The psychiatrist Urban talks about the ‘spectrum of consciousness’ and says that we are only aware of a limited range, similar to that of the spectrum of light from red to violet, but he says there are also psycho-spiritual regions corresponding to infra-red and ultraviolet. It is possible for our area of consciousness to expand or broaden to include ever larger regions of psycho-spiritual impressions and ideas. This expansion may be understood in ‘spherical’ terms, implying expansion in all directions, both vertically and horizontally from the individual to the group, to society and to the whole of humanity. But one needs to recognize oneself and not become lost in the whole.

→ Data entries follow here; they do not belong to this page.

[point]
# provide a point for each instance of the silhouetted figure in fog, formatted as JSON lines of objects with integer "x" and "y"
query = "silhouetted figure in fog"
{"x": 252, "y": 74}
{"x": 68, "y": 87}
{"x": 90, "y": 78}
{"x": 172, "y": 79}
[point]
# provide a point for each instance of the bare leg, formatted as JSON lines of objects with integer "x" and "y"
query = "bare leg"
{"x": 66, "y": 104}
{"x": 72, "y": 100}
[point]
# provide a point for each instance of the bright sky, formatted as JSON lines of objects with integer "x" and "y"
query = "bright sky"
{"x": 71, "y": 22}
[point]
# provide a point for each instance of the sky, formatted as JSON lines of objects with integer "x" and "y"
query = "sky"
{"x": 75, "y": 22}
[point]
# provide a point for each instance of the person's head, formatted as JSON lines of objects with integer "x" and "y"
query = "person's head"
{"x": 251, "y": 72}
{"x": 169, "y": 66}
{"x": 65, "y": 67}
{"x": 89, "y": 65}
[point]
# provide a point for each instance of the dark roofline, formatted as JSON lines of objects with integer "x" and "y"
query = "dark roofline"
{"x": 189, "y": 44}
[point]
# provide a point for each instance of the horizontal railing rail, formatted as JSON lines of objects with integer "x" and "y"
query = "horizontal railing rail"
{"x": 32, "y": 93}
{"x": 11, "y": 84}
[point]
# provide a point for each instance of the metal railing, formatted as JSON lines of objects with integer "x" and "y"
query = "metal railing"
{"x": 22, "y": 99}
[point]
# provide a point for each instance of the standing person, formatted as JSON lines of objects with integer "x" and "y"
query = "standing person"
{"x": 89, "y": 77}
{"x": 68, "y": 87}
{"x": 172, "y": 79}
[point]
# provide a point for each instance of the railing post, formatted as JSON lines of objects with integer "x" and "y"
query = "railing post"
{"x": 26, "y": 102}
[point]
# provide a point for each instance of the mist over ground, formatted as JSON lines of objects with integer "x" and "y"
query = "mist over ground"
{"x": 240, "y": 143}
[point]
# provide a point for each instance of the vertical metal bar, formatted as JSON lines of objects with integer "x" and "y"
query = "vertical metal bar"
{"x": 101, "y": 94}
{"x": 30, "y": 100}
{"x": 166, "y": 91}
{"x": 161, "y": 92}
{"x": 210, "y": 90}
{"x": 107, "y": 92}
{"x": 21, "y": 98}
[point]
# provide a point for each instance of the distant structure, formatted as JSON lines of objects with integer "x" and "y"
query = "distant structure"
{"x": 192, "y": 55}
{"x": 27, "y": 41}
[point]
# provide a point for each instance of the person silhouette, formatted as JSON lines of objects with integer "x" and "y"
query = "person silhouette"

Leopardi and Carducci both spoke symbolically of these two possibilities: in his Infinito, Leopardi talks about ‘losing oneself in the whole’, while Carducci, in his Canto dell’amore (Song of Love), says, ‘Is it I who embrace the heavens, or is the universe reabsorbing me from within?’
Another series of symbols of greatness or enlargement is based on the Sanskrit word mah, meaning ‘great’. It is from this that we get magister (master), magician and mahatma. We speak loosely of ‘great’ people, in contrast with the small ‘normal’ person.
Expansion and inclusion of others within oneself is also linked with the symbolism of love (see Group 10).
Another direction for expansion is the one taking place over time. The normal person usually lives in the present, engaged in, if not enslaved by, the interests of the moment. But consciousness can be enlarged to include ever widening cycles in a multi-dimensional time continuum. In this way we may come to understand that the significance and value of a human life does not reside in any specific, isolated moment, but in an ongoing process stretching at least from birth to physical death. This expansion in time and the inclusion of even greater cycles prepare one for the passage, we might even say the jump, from time to eternity, understood not as an unlimited period but as a dimension outside of time, a transcendent dimension in which our spiritual Centre exists and remains, independent of the flow of the river of time.